Abstract

While foreign investments, especially from the U.S., had sustained Germany until the mid-1920s, the shocking assassination of Walther Rathenau led to a massive loss of confidence and the subsequent drawback of foreign capital. The Reichsbank sought to close the financial gap by granting credits more generously, which accelerated currency devaluation into a hyperinflation beginning in June/July 1922. The government’s financial backing of resistance against the Ruhr region’s occupation by French and Belgian troops by printing increasing amounts of banknotes further exacerbated inflation. Since the Government Printing Office was unable to meet the immense demand for banknotes on its own, more than 130 private printing businesses were tasked with printing money in the fall of 1923. These two excerpts from letters written by Betty Scholem to her son Gershom provide an insight into the absurd reality of life during inflation as well as the charged political atmosphere in which rumors about an imminent revolution abounded. The Scholems were a largely assimilated Jewish family based in Berlin who had been running a printing business for several generations. The correspondence between Betty and her son Gershom (Gerhard) Scholem unfolded after the latter, a supporter of political Zionism, had emigrated from Germany to Palestine in September 1923. He later became an eminent scholar of religious history.

Betty Scholem on Inflation (October 1923)

  • Betty Scholem

Source

Berlin, October 15, 1923

Dear child,

We have not yet received your second letter. Hopefully, it’ll arrive this week. Conditions have taken a catastrophic turn here. Notice that this letter cost 15 million cash; it will be 30 million beginning the day after tomorrow—and this price will most likely last a mere two days at most. Now you can get things done only with billions. To ensure that next week’s payroll will keep its value, the boys bought dollars on Friday at the (ridiculous!!) exchange rate of 1.5 billion to 1, and they’ll re-sell them on Thursday in order to pay people. For the time being, this week’s pay will be 8 billion, though we’ve had negotiations today because the workers are demanding twice that much. The bread ration card has been done away with, and a normal loaf of bread now costs 540 million; tomorrow, surely twice as much. The streetcar fare is 20 million (tomorrow it’ll be 50!). My God, you probably don’t have faintest notion of this million-fold witches’ Sabbath. You must know that we send women’s magazines to Frau Jacques Meyer. A few days ago her husband sent us a bank check for over 5 million. When we went to the bank here in Berlin to pick it up, it cost 40 million in transfer fees! I ask myself if the neighboring Swiss are indeed so ignorant of our circumstances, or if they just act that way! This small anecdote can illuminate everything. If throughout the world there is such little understanding of our plight, how can we expect that anyone will come to our aid? It seems inevitable that we will lose the Rhine and the Ruhr, that Bavaria will break away, and that Germany will once again fall apart into minuscule petty states. []

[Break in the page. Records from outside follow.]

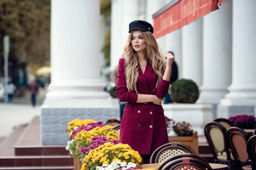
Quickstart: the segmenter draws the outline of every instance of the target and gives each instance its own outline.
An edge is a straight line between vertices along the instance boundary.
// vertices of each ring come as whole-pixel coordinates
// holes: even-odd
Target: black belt
[[[152,103],[152,102],[148,102],[146,103],[131,103],[131,102],[120,102],[120,105],[126,105],[127,104],[130,104],[130,105],[134,105],[134,104],[148,104],[148,103]]]

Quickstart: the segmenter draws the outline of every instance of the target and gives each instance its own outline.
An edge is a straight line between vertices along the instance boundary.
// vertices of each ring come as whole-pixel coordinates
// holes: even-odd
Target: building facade
[[[153,25],[153,14],[172,0],[112,0],[111,69],[123,54],[129,23],[141,20]],[[214,119],[256,113],[255,7],[254,0],[227,0],[157,39],[163,53],[174,52],[179,78],[200,87],[197,102],[212,105]]]

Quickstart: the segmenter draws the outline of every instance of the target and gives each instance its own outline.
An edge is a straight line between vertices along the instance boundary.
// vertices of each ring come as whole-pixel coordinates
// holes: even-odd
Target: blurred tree
[[[102,0],[100,3],[100,14],[103,17],[104,24],[106,26],[109,26],[111,20],[111,0]],[[110,62],[110,29],[105,31],[104,43],[102,51],[104,53],[105,59]]]
[[[11,58],[44,65],[49,59],[50,0],[0,0],[0,34],[10,37]],[[1,45],[0,58],[3,57]],[[10,51],[10,54],[11,53]]]

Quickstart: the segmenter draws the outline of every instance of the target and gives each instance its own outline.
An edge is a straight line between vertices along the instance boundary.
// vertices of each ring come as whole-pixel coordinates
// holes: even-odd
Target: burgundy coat
[[[136,103],[138,94],[128,92],[125,75],[125,59],[119,60],[116,93],[126,104],[124,110],[120,131],[120,142],[129,144],[140,154],[150,154],[157,147],[169,142],[166,123],[162,105],[153,103]],[[158,76],[149,61],[143,74],[140,67],[137,83],[140,94],[155,95],[163,98],[167,94],[170,82],[162,80],[154,90]]]

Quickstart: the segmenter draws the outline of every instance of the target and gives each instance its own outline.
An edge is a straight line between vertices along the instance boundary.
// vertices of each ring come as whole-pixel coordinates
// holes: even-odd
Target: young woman
[[[129,26],[116,90],[121,101],[128,102],[124,110],[119,140],[138,151],[142,163],[145,164],[154,150],[169,142],[161,104],[169,89],[174,57],[169,53],[163,56],[151,24],[136,20]]]

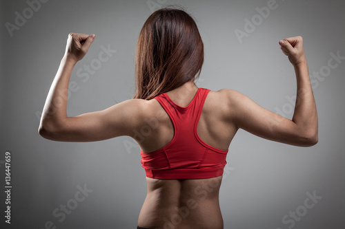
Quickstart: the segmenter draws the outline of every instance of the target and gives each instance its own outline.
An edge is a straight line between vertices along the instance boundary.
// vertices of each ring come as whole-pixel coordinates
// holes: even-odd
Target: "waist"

The Communists made their weekly visit to Erich’s. Little Edith was delightful and charming.

She explained to everyone how she went to the hairdresser on Monday to have her hair washed and her bobbed hair set. Werner said that she would take dance lessons and attend a charm school and that he would look for a better apartment, but that he first wanted to wait for the revolution (planned for November 10!). They and his friends had to go to lunch. They ate a rabbit for 1.75 billion. Erich mentioned to me how extremely amusing, but also quite pathetic, it was to hear those politicians speak.

Kisses, Mum

Berlin, October 23, 1923

My dear child,

Your letter from the ninth brought enormous joy. We no longer have to worry, now that you’ve set yourself up by obtaining a position and a certain degree of satisfaction. It’s an incomparable stroke of luck to earn a living by doing what is also the substance and aim of your life. Thus, our warmest congratulations! Anyway, dealing with books is far preferable to dealing with other people: books—unlike humans—mostly give reasonable answers when queried. []

It’s lucky we’re in the business of printing money. Once again, we have 130 workers. With the exception of the money presses, the few customers able to pay such fantastic prices do not require much effort. By contrast, the boys are busy day and night with the money transactions. They are now more bankers than book publishers. They have to watch like a hawk in order to plan properly and to prevent the billions of paper marks, which are now their business, from disappearing into thin air. You can’t imagine how things have become! In three days the dollar has gone from 10 billion, to 18.5 billion, to 40. Bread: 900 million, 2.5 billion, 5.5 billion. The collapse has been total. Here and there plundering has flared up, but not much. The despairing women are far too weary; they put up with everything. Until now there has been no unrest, though for weeks we’ve expected it to break out at any time. []

Kisses, Mum

Source: Gershom Scholem, A Life in Letters, 1914–1982. Ed. and trans. Anthony David Skinner. Cambridge: Harvard University Press, 2002, pp. 125–27.

Source of original German text: Betty Scholem and Gershom Scholem, Mutter und Sohn im Briefwechsel 1917–1946. Edited by Itta Shedletzky with Thomas Sparr. Munich: Verlag C.H. Beck, 1989, pp. 84–89.